Tudor’s approach has been to provide a range of funding, including support for new organisations, support for marginalised groups and building social assets. Below are some representative examples of the organisations the trust has funded.

Support for new organisations

Including organisations advocating for debt justice, working to improve the criminal justice system and empowering local communities to make change happen:

  • In 2015, the trust funded the start of Men’s Sheds UK which encourage people to come together to make, repair and repurpose items in their local communities. Men's Sheds works towards about improving wellbeing, reducing loneliness and combatting social isolation. Today the charity has grown to over 1,130 sheds across the UK.
  • In 1998, the trust also supported the formation of CLINKS, who support the voluntary sector working in the criminal justice system through work in prisons and the community to help people turn their lives around. CLINKS started working with voluntary organisations in five London prisons and now supports over 1,700 organisations.
  • Tudor funded Jubilee 2000 in 1996, which was set up to end unjust debt in developing countries and the poverty and inequality it perpetuates. Jubilee 2000 went on to launch the Debt Jubilee Campaign, which succeeded in debt cancellation for developing countries of $130 billion.

Support for marginalised communities

Including families of people in prison, destitute refugees and Gypsy and Roma communities:

  • In 2016, Tudor funded NACCOM (the no accommodation network), who work to end destitution amongst people seeking asylum, refugees and other migrants with no access to public funds. NACCOM works with over 130 frontline organisations across the UK, to increase the level of accommodation provision and support.
  • From 2009, the trust has funded over 40 organisations who offer support to the Gypsy and Roma Traveller communities. This has included funding Armagh Roma Traveller Support, who works to preserve, promote and develop Traveller culture and identity of Traveller and Roma communities in Armagh, Northern Ireland.
  • Tudor has also funded the building and renovating of several family prison visitor centres in the UK, which have been recognised as critical for encouraging family ties that are proven to reduce reoffending rates. The first was the building of HMP Edinburgh family visitor centre in Scotland. In 2009, the trust also funded the building of the HMP Wormwood Scrubs FamilySpace. This is a safe hub which offers a broad range of support for children and families across London affected by the imprisonment of a close friend or family member. Several other prisons adopted this model, and the trust also funded the building of the Visitors Centre at HMP Featherstone in Wolverhampton in 1995.

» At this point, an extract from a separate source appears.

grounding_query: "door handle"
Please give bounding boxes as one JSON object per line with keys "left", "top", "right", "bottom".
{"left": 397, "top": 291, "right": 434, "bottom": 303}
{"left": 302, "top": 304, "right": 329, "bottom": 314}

History of building social assets

Including the funding of several community-led housing projects, to address the lack of affordable housing in the UK in general, and to support vulnerable individuals and marginalised communities in particular:

  • In 2022, the trust funded Homebaked Community Land Trust in Liverpool to transform a terrace into quality homes and commercial spaces at genuinely affordable rent. They are a group of local residents who shape the place where they live and work in community ownership.
  • From 2006, the trust funded Older Women’s Co-Housing (who are a group of women over fifty) to build the social housing part of the first senior co-housing community in High Barnet, London.
  • In 1991, the trust funded Leeds Action to Create Homes (Latch). Latch refurbishes derelict and run-down houses in the Chapeltown, Harehills and Burley areas of Leeds. Once homes are fully modernised and furnished, Latch provides supported housing for people who are homeless or in need of housing and who are ready to make a positive change in their lives.